Nicolás Maduro holds up evidence of a Salvadoran mercenary cell in Venezuela, complete with pictures of the individuals involved, the cars they drove, and where they met. He connects them to both a leading opposition party co-ordinator, and the US embassy in Caracas.
Well, that didn’t take long. If anyone thought the US State Dept. was through meddling with Venezuelan elections now that the man they hated most is dead, you can think again. They haven’t given up the old bag of dirty tricks; they’ve simply opened it up on a new man…the current (and soon to be duly elected) president of Venezuela:
The presidential candidate and current acting president of Venezuela, Nicolás Maduro, made a denunciation during a meeting with residents of the state of Bolívar as part of his electoral campaign.
“We have found a group of Central American merceneries, co-ordinated with the right-wing in a Central American country and with a person close to the opposition, who are here to raise the homicide rates and scandalous crimes to exacerbate public fear. Their second objective is to go on sabotaging the electrical system.

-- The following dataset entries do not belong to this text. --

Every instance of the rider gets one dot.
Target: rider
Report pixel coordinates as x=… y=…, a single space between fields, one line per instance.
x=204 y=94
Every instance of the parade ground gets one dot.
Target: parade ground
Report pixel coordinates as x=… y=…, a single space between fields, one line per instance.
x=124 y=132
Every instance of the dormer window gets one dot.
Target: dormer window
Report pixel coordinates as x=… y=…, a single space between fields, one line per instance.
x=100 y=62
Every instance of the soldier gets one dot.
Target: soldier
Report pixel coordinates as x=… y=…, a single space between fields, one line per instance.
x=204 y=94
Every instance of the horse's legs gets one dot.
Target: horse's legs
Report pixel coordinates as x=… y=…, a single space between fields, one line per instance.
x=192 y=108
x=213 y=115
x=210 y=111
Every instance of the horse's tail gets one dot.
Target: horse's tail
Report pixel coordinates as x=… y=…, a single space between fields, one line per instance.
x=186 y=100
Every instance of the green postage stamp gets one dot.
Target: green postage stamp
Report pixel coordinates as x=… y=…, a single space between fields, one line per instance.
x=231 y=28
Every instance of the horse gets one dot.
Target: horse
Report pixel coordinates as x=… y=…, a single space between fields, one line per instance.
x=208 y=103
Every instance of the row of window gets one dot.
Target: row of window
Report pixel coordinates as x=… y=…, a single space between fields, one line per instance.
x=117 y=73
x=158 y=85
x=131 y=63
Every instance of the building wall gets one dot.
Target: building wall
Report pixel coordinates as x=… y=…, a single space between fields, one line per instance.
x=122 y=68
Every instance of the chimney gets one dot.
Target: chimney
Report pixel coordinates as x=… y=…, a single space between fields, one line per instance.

“The third objective of these mercenaries is to kill me. They want to kill me because they know they wouldn’t win any free elections. Roger Noriega and Otto Reich and the Salvadoran right-wing have sent some assassins, paid by them, to kill me, and I denounce this to the world,” Maduro said.
“I won’t let them kill me, that’s for certain, but they won’t get me out of the streets,” Maduro continued, adding that “if anything happens to me, you know what to do.”

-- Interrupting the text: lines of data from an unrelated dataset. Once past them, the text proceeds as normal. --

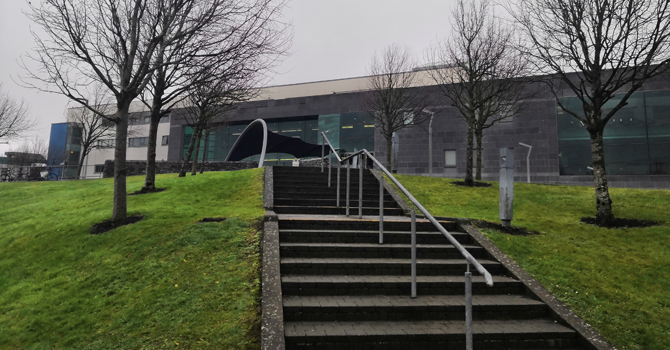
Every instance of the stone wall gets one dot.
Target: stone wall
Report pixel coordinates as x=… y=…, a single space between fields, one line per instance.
x=138 y=167
x=313 y=163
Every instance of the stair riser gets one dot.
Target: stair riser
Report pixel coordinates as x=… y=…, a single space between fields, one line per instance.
x=364 y=225
x=331 y=197
x=428 y=342
x=290 y=178
x=381 y=269
x=398 y=288
x=389 y=238
x=420 y=313
x=335 y=211
x=379 y=253
x=279 y=191
x=333 y=202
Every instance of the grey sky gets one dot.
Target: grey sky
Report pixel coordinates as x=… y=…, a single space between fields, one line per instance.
x=332 y=39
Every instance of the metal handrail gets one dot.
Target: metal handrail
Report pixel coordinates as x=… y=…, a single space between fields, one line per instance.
x=415 y=203
x=459 y=247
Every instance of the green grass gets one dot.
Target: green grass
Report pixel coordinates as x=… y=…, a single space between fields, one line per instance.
x=618 y=280
x=162 y=283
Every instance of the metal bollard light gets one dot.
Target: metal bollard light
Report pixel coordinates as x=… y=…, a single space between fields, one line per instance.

The PSUV candidate also informed that “a woman from the United States embassy held a meeting [for the purpose of] causing a massive blackout in Bolívar. She met with the co-ordinator of the Primero Justicia party, Wilson Castro.”
Translation mine.
Power blackouts are nothing new in Venezuela, and ever since Chavecito became president, they — and oil industry lockouts before that — have been an opposition sabotage strategy of choice. The reason? Simple: The opposition can then plausibly (or so they think) claim that the PSUV is “causing insecurity” or running things incompetently, and that the only way to get things back on track is to elect Capriles & Co. to privatize everything. (And if you think I’m joking, there’s another video of him here, taken in 1999, when he was still with the old conservative party COPEI — he’s now with Primero Justicia, the same party as Wilson Castro — in which he’s actually on record as saying that all Venezuelan state assets should be privatized. He also calls for the firing of half a million state employees, an idea which should go down like a load of bricks with the old AD/COPEI bureaucrats who occupy a lot of those jobs to this day!)

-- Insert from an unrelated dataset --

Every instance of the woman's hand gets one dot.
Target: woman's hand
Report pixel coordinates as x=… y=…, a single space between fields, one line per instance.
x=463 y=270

A few days ago, President Maduro ordered extra security precautions for the national electrical system. With the election now just one week away, things are getting tight, and anxieties are running high…and in Maduro’s case, there is good reason to fear for his life. He is, after all, Chavecito’s designated successor. If anything happened to him, the next in line, per the constitution, would be Diosdado Cabello, the National Assembly president, also of the PSUV. No doubt he too is watching his back…and the power grid…and the streets of all the major cities, very closely. Because the last thing Venezuela wants, at this juncture, is another snap election, another round of dirty State Dept. tricks…and another death of a popular leader.